Beyond that, Wood’s case has brought to light a dubious provision in a state law that allows juries to convict someone of a capital crime — even if they don’t commit the actual act.

In 1996, Wood was sitting in a truck in Kerrville while his friend, Philip Reneau, was inside a convenience store committing a robbery. Reneau demanded the store clerk turn over the safe; when the clerk refused, Reneau shot him to death.

Meanwhile, Wood’s presence in the truck made him — under state law — culpable for the capital crime. They call it the “law of parties,” and it creates a form of criminal equality among those who commit these dastardly crimes.

The state executed Reneau in 2002. Wood’s turn was coming up. State Rep. Jeff Leach, R-Plano — a staunch supporter of capital punishment — has asked Gov. Greg Abbott and the Texas Pardons and Parole Board to commute Wood’s sentence. He doesn’t think the death penalty in this case is right and just.

There ought to be a more permanent and comprehensive solution to this matter. The Texas Legislature ought to rewrite the law to separate the person who commits the crime from an individual who accompanies the individual.

The state argued at trial that Wood knew Reneau would kill the individual if he didn’t obtain the money. That knowledge made him equally responsible for the capital crime, prosecutors said.

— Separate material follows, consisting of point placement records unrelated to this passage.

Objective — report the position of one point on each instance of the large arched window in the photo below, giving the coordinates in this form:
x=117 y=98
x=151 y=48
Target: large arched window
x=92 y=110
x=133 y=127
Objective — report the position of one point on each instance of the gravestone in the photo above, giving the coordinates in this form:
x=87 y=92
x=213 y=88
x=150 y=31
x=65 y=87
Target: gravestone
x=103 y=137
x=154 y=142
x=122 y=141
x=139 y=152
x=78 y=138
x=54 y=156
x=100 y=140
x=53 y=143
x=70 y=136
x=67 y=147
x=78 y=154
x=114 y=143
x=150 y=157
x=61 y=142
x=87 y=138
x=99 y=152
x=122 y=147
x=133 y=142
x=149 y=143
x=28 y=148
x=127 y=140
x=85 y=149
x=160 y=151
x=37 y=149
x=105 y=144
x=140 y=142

http://www.dallasnews.com/opinion/latest-columns/20160819-let-s-exact-justice-and-commute-jeff-wood-s-death-penalty-sentence.ece

In my quest for a perfect world, I would prefer that Texas not even have a death penalty statute. I know, though, that a majority of Texans support capital punishment. Indeed, the state has become the all-time champeen among all the states in executing those convicted of capital crimes.

If we’re going to continue killing criminals, though, the very least we can do is focus more sharply on those who actually commit the crimes.

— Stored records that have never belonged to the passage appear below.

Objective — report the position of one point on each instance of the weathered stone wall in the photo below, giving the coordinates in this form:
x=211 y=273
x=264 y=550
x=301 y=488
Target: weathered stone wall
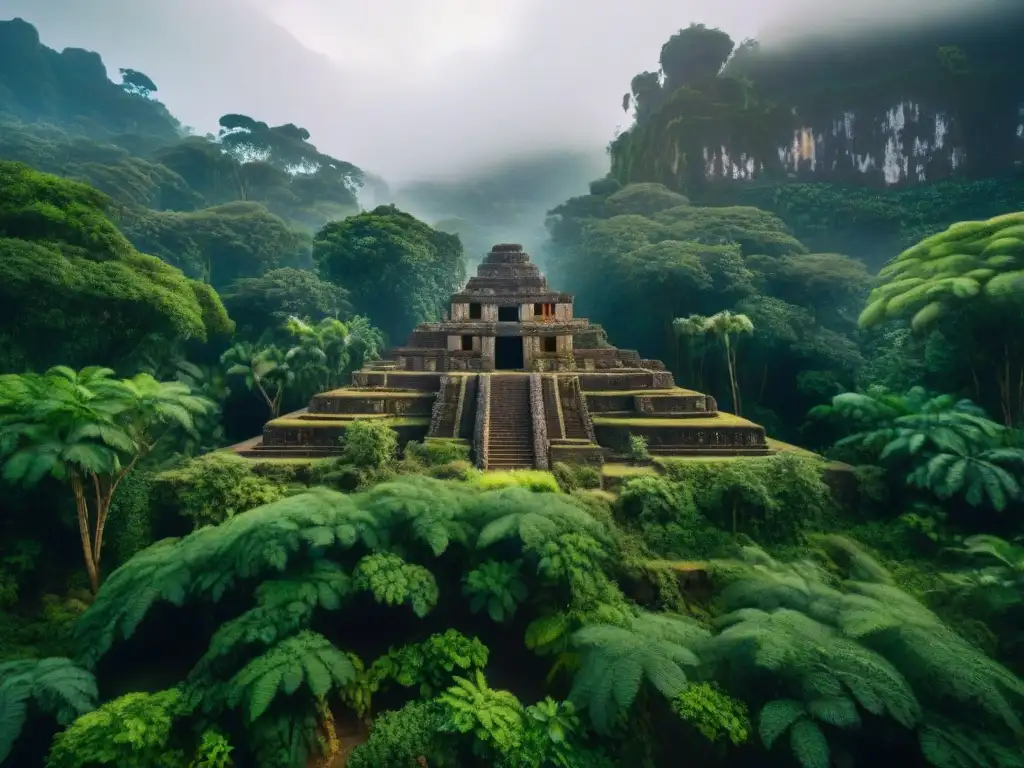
x=425 y=382
x=581 y=403
x=683 y=438
x=442 y=413
x=487 y=353
x=539 y=422
x=411 y=406
x=480 y=436
x=568 y=453
x=671 y=406
x=330 y=438
x=616 y=380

Jeffrey Wood did not kill that store clerk. Philip Reneau did. Reneau paid the price as authorized under Texas law. Wood does not deserve to pay the same price.

Gov. Abbott should commute Wood’s sentence and spare his life.

Meanwhile, the governor — who’s also a former trial judge — ought to invite the Legislature to improve what looks to me to be a serious flaw in the state’s criminal penal code.

Get rid of the law of parties.

2 thoughts on “Texas capital punishment law needs reform”

  1. The law of parties in Texas only makes common sense to those that are in favor of the death penalty, however its a law that entrapped Jeff Wood and through poor legal representation. Wood is a case that a Texas judge had to ignore the facts of the case to apply a criminal law that should not have legally been applied. I believe that Wood is a case that should create legislative inquiry as to how it could have applied based off of the evidence that is known Wood entire conviction should be completely reversed and he should be charged with the appropriate crime which is not Murder, but is Robbery. Texas has no integrity of justice toward most poor defendants as can be established through the cases of Francis Newton, Camoron Todd Willingham, Hank Skinner, Robert Will, and many others. Texas needs criminal justice reform and this is a issue that needs to be explored through community activists, Black Lives Matter, and even through news media. Jeff is a human being and Texas almost executed a man that is fundamentally void of the charge. The Law of Parties do not fit this case.

    1. Agreed. He didn’t do the crime. Thanks for your comment .. and thanks for reading the blog.